Table 2. Results of analysis of variance (ANOVA) of water stress (W), sulfur (B) and iron (C), and their interaction with gain yield, yield components and nutrients content in sesame.
W = Irrigation; B = sulfur; C = iron. * P<0.05; ** P<0.01. Numbers represent F values at 5% level; ns, not significant.
Table 3. Mean comparisons of the effect of water stress and combination of sulfur and iron fertilizers on gain yield, yield components and nutrients content in sesame.
Means with different letters are significantly different at P< 0:05 (Duncan’s test). W = Irrigation; B = sulfur; C = iron; Sulfur (B1 = 0, B2 = 100 and B3 = 200 kg.ha-1); Iron (C1 = 0, C2 = 3 and C3 = 6*1000 concentrations).

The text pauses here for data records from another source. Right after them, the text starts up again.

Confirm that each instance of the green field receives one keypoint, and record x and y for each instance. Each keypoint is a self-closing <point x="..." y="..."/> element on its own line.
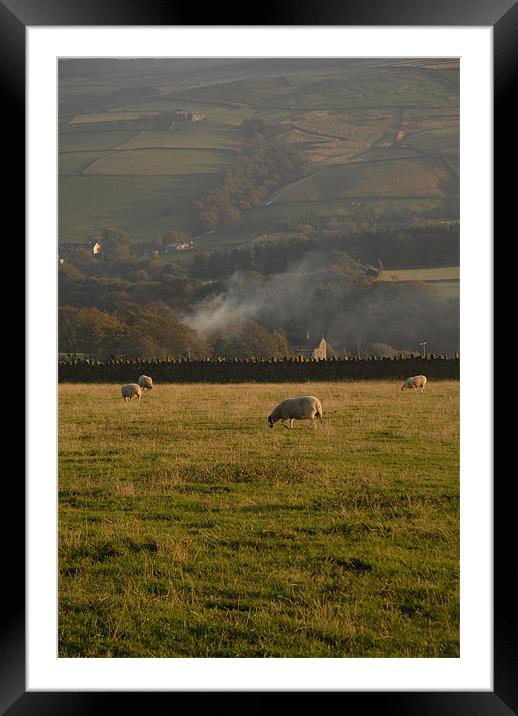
<point x="445" y="278"/>
<point x="334" y="112"/>
<point x="188" y="528"/>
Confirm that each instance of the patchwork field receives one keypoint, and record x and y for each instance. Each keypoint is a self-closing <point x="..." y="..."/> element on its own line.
<point x="446" y="278"/>
<point x="403" y="113"/>
<point x="188" y="528"/>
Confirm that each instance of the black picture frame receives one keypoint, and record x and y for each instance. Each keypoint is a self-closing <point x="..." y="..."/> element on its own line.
<point x="502" y="16"/>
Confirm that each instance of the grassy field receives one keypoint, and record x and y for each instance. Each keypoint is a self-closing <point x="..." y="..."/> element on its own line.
<point x="445" y="278"/>
<point x="188" y="528"/>
<point x="332" y="112"/>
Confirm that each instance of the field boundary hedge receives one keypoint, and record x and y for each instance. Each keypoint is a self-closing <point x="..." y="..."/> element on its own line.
<point x="219" y="370"/>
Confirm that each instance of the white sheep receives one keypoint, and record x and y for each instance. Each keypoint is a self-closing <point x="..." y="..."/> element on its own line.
<point x="130" y="390"/>
<point x="145" y="382"/>
<point x="306" y="407"/>
<point x="416" y="381"/>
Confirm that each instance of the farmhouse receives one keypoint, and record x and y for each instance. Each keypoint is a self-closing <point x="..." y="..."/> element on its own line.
<point x="317" y="352"/>
<point x="179" y="246"/>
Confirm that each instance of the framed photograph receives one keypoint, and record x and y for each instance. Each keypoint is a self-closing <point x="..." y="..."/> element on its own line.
<point x="228" y="150"/>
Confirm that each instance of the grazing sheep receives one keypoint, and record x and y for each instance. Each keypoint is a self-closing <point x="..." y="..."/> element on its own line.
<point x="416" y="381"/>
<point x="145" y="382"/>
<point x="304" y="408"/>
<point x="130" y="390"/>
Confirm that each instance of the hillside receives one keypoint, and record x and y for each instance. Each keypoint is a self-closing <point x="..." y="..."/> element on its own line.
<point x="371" y="132"/>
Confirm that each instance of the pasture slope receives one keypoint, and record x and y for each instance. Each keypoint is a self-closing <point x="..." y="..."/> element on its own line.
<point x="371" y="132"/>
<point x="188" y="528"/>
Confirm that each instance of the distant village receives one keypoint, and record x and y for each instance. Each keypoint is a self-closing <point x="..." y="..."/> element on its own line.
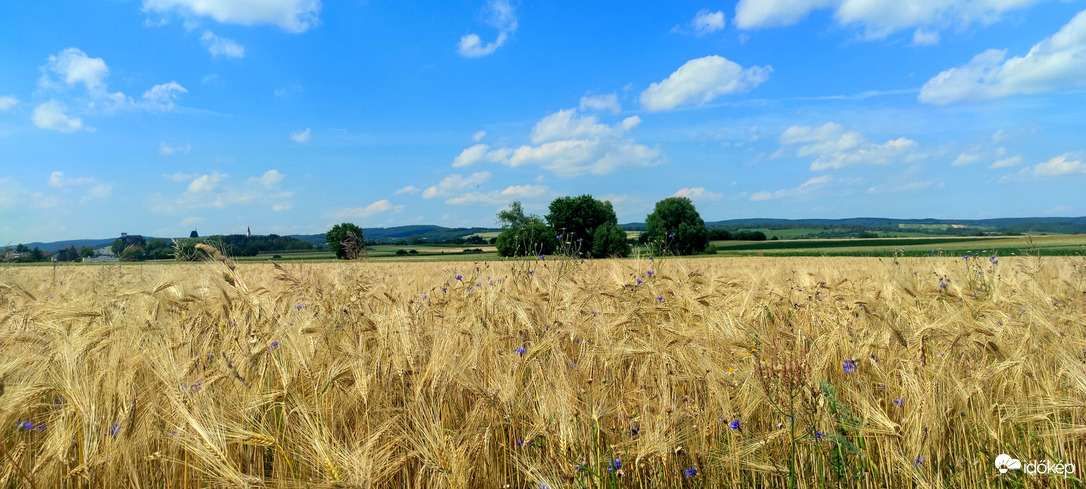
<point x="137" y="248"/>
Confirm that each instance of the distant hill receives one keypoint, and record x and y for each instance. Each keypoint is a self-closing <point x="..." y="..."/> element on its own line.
<point x="942" y="227"/>
<point x="808" y="228"/>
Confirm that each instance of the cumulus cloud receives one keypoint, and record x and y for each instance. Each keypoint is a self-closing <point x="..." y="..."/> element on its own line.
<point x="50" y="115"/>
<point x="1063" y="165"/>
<point x="807" y="190"/>
<point x="292" y="15"/>
<point x="215" y="190"/>
<point x="835" y="148"/>
<point x="453" y="184"/>
<point x="983" y="152"/>
<point x="887" y="188"/>
<point x="569" y="145"/>
<point x="878" y="17"/>
<point x="163" y="97"/>
<point x="222" y="47"/>
<point x="701" y="80"/>
<point x="71" y="67"/>
<point x="1058" y="62"/>
<point x="601" y="103"/>
<point x="500" y="15"/>
<point x="301" y="137"/>
<point x="697" y="193"/>
<point x="368" y="211"/>
<point x="166" y="149"/>
<point x="500" y="197"/>
<point x="58" y="179"/>
<point x="7" y="102"/>
<point x="706" y="22"/>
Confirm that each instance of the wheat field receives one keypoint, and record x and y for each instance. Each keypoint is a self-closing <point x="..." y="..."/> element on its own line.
<point x="737" y="373"/>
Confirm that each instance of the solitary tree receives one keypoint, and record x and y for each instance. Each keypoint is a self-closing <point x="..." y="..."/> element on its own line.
<point x="577" y="220"/>
<point x="345" y="240"/>
<point x="674" y="226"/>
<point x="522" y="235"/>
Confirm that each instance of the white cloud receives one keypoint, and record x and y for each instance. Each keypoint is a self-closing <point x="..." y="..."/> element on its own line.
<point x="570" y="145"/>
<point x="806" y="190"/>
<point x="455" y="183"/>
<point x="697" y="193"/>
<point x="920" y="185"/>
<point x="368" y="211"/>
<point x="707" y="22"/>
<point x="601" y="103"/>
<point x="166" y="149"/>
<point x="965" y="159"/>
<point x="1007" y="162"/>
<point x="1056" y="63"/>
<point x="501" y="16"/>
<point x="214" y="190"/>
<point x="878" y="17"/>
<point x="8" y="102"/>
<point x="479" y="153"/>
<point x="301" y="137"/>
<point x="162" y="97"/>
<point x="835" y="148"/>
<point x="925" y="37"/>
<point x="471" y="46"/>
<point x="100" y="191"/>
<point x="74" y="66"/>
<point x="499" y="197"/>
<point x="50" y="115"/>
<point x="292" y="15"/>
<point x="699" y="80"/>
<point x="58" y="179"/>
<point x="222" y="47"/>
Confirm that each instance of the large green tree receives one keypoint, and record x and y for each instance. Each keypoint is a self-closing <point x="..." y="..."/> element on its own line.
<point x="609" y="240"/>
<point x="523" y="235"/>
<point x="674" y="226"/>
<point x="345" y="240"/>
<point x="577" y="218"/>
<point x="531" y="238"/>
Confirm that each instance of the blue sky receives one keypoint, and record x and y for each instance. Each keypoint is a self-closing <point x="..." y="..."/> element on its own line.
<point x="160" y="116"/>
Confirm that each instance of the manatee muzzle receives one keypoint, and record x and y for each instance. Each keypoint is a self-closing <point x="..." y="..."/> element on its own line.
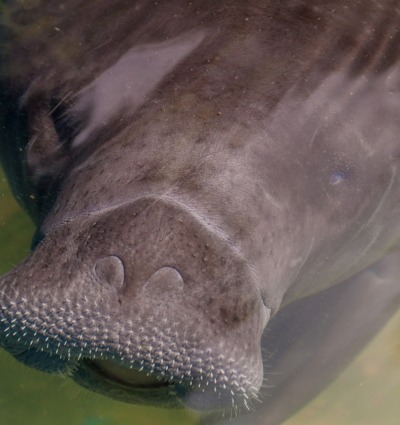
<point x="144" y="302"/>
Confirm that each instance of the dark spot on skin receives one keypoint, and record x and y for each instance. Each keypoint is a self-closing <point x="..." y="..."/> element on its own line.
<point x="337" y="178"/>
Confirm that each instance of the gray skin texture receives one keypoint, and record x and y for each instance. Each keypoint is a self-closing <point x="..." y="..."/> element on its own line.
<point x="196" y="169"/>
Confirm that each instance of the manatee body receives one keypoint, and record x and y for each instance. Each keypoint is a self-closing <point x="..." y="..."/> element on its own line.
<point x="199" y="172"/>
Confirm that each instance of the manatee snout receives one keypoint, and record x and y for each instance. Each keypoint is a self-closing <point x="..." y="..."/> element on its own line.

Nutrient contents in seeds
The results of this study indicate that water stress significantly (P<0.05) affected potassium and iron content of the seeds of sesame (Table 2). Water stress increased Fe and K+ content of seeds (Table 3). Potassium increases the plant’s drought resistance through its functions in stomatal regulation, osmoregulation, energy status, charge balance, protein synthesis and homeostasis (Marschner, 1995). It also maintains turgor pressure and reduces transpiration under drought conditions (Andersen et al., 1992). In plants coping with drought stress, the accumulation of K+ may be more important than the production of organic solutes during the initial adjustment phase, because osmotic adjustment through ion uptake like K+ is more energy efficient (Hsiao, 1973). Sulfur and iron fertilizers had significant effect on potassium, nitrogen and iron content in the seeds of sesame plants (Table 2). Sulfur fertilizer increased potassium and iron content but increased nitrogen in b2 treatment (Table 3). The iron foliar application increased the amounts of these three elements in the seeds (Table 3). However, S addition in b2 in the soil showed N increment in seeds of sesame, suggesting that soil S may have been enough to meet the crop N demand at this N uptake level (Salvagiotti and Miralles, 2008). Environmental conditions during the stem elongation period (from terminal spikelet to anthesis in wheat) may affect crop growth and thus, modify the pattern of N uptake (Hocking, 1994). Interaction between water stress and combination of iron and sulfur fertilizers had significant effect on nitrogen and iron concentration in seeds (Table 2). The highest iron content of seeds was obtained at water stress treatment and b1c2 (Figure 4) and nitrogen at b1c2 and b1c3 combination of the two fertilizers treatments (Figure 5). Application of S containing fertilizer can result to soil acidification and may eventually influence nutrient uptake (Havlin et al., 2007).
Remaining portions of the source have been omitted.